FOR FURTHER INFORMATION PLEASE CONTACT
For Close Brothers:
Investors and Analysts:
Sophie Gillingham Close Brothers 020 3857 6574
Camila Sugimura Close Brothers 020 3857
6577
Media:
Sam Cartwright H/Advisors Maitland 07827 254561
Goldman Sachs International (Financial Adviser to Close Brothers):
+44 207 774 1000
Ronan Breen
James Lucas
Owain Evans
IMPORTANT NOTICES
No statement in this announcement is intended as a profit forecast and no
statement in this announcement should be interpreted to mean that the future
earnings per share, profits, margins or cash flows of Close Brothers following
the Transaction will necessarily match or be greater than the historical
published earnings per share, profits, margins or cash flows of Close
Brothers.
This announcement may include statements that are, or may be deemed to be,
"forward-looking statements". These forward-looking statements may be
identified by the use of forward-looking terminology, including the terms
"believes", "estimates", "plans", "projects", "anticipates", "expects",
"intends", "may", "will" or "should" or, in each case, their negative or other
variations or comparable terminology, or by discussions of strategy, plans,
objectives, goals, future events or intentions. Forward-looking statements may
and often do differ materially from actual results. Any forward-looking
statements reflect Close Brothers' current view with respect to future events
and are subject to risks relating to future events and other risks,
uncertainties and assumptions relating to Close Brothers' business, results of
operations, financial position, liquidity, prospects, growth and strategies.
Forward-looking statements speak only as of the date they are made. You are
advised to read this announcement in its entirety for a further discussion of
the factors that could affect the group's future performance. In light of
these risks, uncertainties and assumptions, the events described in the
forward-looking statements in this announcement may not occur.
This announcement does not constitute and should not be construed as, an offer
to purchase or sell or issue securities, or otherwise constitute an
inducement, invitation, commitment, solicitation or recommendation to any
person to purchase, subscribe for, or otherwise acquire securities in Close
Brothers, or constitute an inducement to enter into any investment activity in
any jurisdiction.
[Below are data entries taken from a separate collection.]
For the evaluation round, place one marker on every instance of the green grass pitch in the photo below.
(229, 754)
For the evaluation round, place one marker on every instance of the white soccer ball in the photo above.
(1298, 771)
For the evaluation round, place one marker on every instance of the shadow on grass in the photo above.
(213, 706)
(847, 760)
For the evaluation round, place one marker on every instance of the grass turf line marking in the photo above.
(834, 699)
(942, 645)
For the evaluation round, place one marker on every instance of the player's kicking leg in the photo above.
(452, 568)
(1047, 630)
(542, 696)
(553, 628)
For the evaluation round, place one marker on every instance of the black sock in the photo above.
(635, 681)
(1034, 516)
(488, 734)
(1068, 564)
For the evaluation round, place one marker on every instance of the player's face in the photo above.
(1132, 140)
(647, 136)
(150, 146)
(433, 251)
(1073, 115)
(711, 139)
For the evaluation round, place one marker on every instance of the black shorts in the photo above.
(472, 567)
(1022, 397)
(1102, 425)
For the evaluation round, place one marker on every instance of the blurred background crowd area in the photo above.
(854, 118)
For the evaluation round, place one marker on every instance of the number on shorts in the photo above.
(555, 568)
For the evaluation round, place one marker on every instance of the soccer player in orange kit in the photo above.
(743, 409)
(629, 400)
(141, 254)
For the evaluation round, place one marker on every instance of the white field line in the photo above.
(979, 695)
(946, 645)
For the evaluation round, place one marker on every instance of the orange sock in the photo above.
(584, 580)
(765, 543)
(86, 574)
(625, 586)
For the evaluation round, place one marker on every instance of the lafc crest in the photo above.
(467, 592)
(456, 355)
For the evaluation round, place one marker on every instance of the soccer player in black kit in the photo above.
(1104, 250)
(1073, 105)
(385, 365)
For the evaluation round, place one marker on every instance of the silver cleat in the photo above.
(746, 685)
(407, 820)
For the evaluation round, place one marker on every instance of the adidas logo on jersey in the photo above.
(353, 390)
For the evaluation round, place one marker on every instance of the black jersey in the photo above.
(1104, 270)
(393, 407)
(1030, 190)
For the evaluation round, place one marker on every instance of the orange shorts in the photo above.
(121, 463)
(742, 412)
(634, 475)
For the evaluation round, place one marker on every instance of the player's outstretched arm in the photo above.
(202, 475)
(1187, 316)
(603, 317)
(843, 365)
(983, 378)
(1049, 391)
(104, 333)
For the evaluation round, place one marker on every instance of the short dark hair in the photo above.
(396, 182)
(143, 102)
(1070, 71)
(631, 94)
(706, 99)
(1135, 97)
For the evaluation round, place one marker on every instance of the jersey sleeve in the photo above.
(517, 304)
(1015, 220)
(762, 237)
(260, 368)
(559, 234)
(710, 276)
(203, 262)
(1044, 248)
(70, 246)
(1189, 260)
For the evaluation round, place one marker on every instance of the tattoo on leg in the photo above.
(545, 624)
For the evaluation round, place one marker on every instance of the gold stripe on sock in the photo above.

Nothing contained in this announcement is intended to, nor
shall it, form the basis of, or be relied on in connection with, any contract
or commitment whatsoever and, in particular, must not be used in making any
investment decision.
The distribution of this announcement in or from certain jurisdictions may be
restricted or prohibited by the laws of any jurisdiction other than the UK.
Recipients of this announcement are required to inform themselves of, and
comply with, all restrictions or prohibitions in such other jurisdictions. Any
failure to comply with applicable requirements may constitute a violation of
the laws and/or regulations of such other jurisdictions.
Save as required by the Market Abuse Regulation, the Disclosure Guidance and
Transparency Rules, the UK Listing Rules or by applicable law, each of Close
Brothers, Goldman Sachs International and their respective affiliates and
representatives expressly disclaim any intention, obligation or undertaking to
update, review or revise any of the information or the conclusions contained
herein, including forward-looking or other statements contained in this
announcement, or to correct any inaccuracies which may become apparent whether
as a result of new information, future developments or otherwise.